When Work Disappears: The World of the New Urban Poor
African American Review, Fall, 1998 by Daryl Michael Scott
Reviewed by
Daryl Michael Scott Columbia University
Since the Great Depression social scientists have believed that long-term unemployment results in tragedies for individuals and families. When work disappears, social disorganization and perhaps personal disorganization are thought to follow. Policy makers have assumed that most Americans will not tolerate high unemployment and that social and political upheaval would ensue as people struggle to hold their lives together. Decades of relative prosperity have meant that the government has not feared political instability arising from unemployment, but in recent years job creation has replaced higher wages as a central political issue.
The consequences of long-term unemployment are so well understood that William J. Wilson's When Work Disappears hardly seems necessary. Yet it has ever been the case that experts must submit special evidence to demonstrate that general sociological theories and findings apply to blacks as well as whites. While conservatives have never convinced white Americans that their problems are personal rather than social, they have convinced them and other groups that the problems in black life are caused by black folks themselves - if not by too much state assistance.
For over thirty years, ever since the urban crisis of the 1960s, Wilson has shouldered the special burden of showing how sociological processes apply to blacks. Laboring in the post-Moynihan era when liberals eschewed black pathology arguments and conservatives promoted them, he has sought to discuss social disorganization without stigmatizing the poor. In The Declining Significance of Race, he skirted the question of pathology altogether and focused on the rising class divide. In The Truly Disadvantaged, the issue of social disorganization loomed in the background as he highlighted the structural causes of the urban poor's condition. In this newer work he attempts to explain how high rates of unemployment create social disorganization and problems in the inner city.
The inheritor of the Chicago School's tradition of urban ecology and empirical research, Wilson offers an understanding of social disorganization that varies widely from that of his predecessors.
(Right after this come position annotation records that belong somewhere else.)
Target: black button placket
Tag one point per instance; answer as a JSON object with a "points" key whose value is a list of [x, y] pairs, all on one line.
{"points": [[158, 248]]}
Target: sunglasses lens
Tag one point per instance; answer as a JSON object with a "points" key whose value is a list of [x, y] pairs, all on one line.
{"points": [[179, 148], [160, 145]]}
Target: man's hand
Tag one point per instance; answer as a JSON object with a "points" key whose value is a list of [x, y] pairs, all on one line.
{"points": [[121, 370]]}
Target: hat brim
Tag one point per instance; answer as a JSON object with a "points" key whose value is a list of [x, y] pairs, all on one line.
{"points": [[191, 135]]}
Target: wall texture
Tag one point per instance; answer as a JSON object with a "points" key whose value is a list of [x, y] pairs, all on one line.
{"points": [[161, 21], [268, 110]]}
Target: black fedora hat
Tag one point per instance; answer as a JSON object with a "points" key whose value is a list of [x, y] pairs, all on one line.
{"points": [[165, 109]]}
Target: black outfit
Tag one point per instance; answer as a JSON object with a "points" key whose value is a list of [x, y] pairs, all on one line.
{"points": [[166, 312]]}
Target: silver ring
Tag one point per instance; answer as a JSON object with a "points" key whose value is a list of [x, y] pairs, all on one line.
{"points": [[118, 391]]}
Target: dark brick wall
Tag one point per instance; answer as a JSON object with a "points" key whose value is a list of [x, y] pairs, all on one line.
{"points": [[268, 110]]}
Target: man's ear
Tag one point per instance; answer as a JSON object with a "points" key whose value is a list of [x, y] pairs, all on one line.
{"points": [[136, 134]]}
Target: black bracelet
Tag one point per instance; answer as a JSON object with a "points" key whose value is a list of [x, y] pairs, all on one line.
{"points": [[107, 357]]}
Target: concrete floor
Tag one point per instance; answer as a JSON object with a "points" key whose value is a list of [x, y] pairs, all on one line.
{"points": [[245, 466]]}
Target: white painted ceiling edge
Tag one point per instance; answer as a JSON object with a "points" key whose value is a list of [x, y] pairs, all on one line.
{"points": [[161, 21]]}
For the Chicago School, social disorganization was an attendant aspect of migrations, not of joblessness. Despite employment, immigrants and black migrants lived in social environments that reflected the fact that they had been uprooted. Traditional social control mechanisms did not function properly and individuals had to scramble to restore order to their lives and communities. Individually, the immigrants escaped socially disorganized communities when they experienced social and geographical mobility. Throughout the interwar years, E. Franklin Frazier, the leading urban ecologist who studied blacks, believed economic opportunity would also lift the black masses from the disorganizing forces of migration. During the 1950s, Frazier began to doubt that: the poorest blacks would be saved. Unfortunately, he died before he could undertake his last study of the black family in urban America.
The new urban poverty - or the disorganized inner-city neighborhoods of our time is not a consequence of migration, but of joblessness in the inner city, Wilson maintains. He views postwar black communities as institutional ghettos, a term he borrows from the historian Alan Spear. Prior to the 1970s, the institutional ghettos, Wilson believes, were not idyllic zones devoid of poverty and crime. Yet they had a high degree of social organization. He argues that the institutional ghettos provided jobs and had institutions that served as foundations of social health. It was not until changes in the economy shrank the employment opportunities for inner-city blacks, particularly black men, that social organization began to break down. To make matters worse, working- and middle-class blacks moved away, leaving in their wake high levels of social disorganization. Developments in the 1970s, he believes, led to the social chaos that reached unfathomable levels in the mid-1980s.
For Wilson, the truly disadvantaged who inhabit the disorganized, jobless ghettos face dim prospects. Public transportation often fails to provide access to many job locations, and employers of all races harbor stereotypes about poor blacks, especially black men, and often refuse them work. Contrary to what many think, Wilson does not depict inner-city residents as having a culture of poverty or damaged personalities. Instead he writes of "ghetto-related behaviors." In the tradition of the Chicago School, he subscribes to the belief that people do not need to be overhauled; they simply need opportunity and a new social environment. Recognizing the limits of individual agency, Wilson believes that the state must intervene with social programs, especially job creation.
Wilson concedes that his policy proposals are not politically viable, but he has taken pains to keep them in sync with the average American's view of how social policy should work. Recognizing that most Americans do not support many special programs for the poor or blacks, he advocates universal programs that will disproportionately aid the needy. Universal health care will serve all but would be a boon to low-wage workers, and most Americans might endorse tax credits rather' than direct assistance for the poor. At the heart of his recommendations is a return to a New Deal-style employment program that will provide employment for temporarily displaced workers as well as the poor.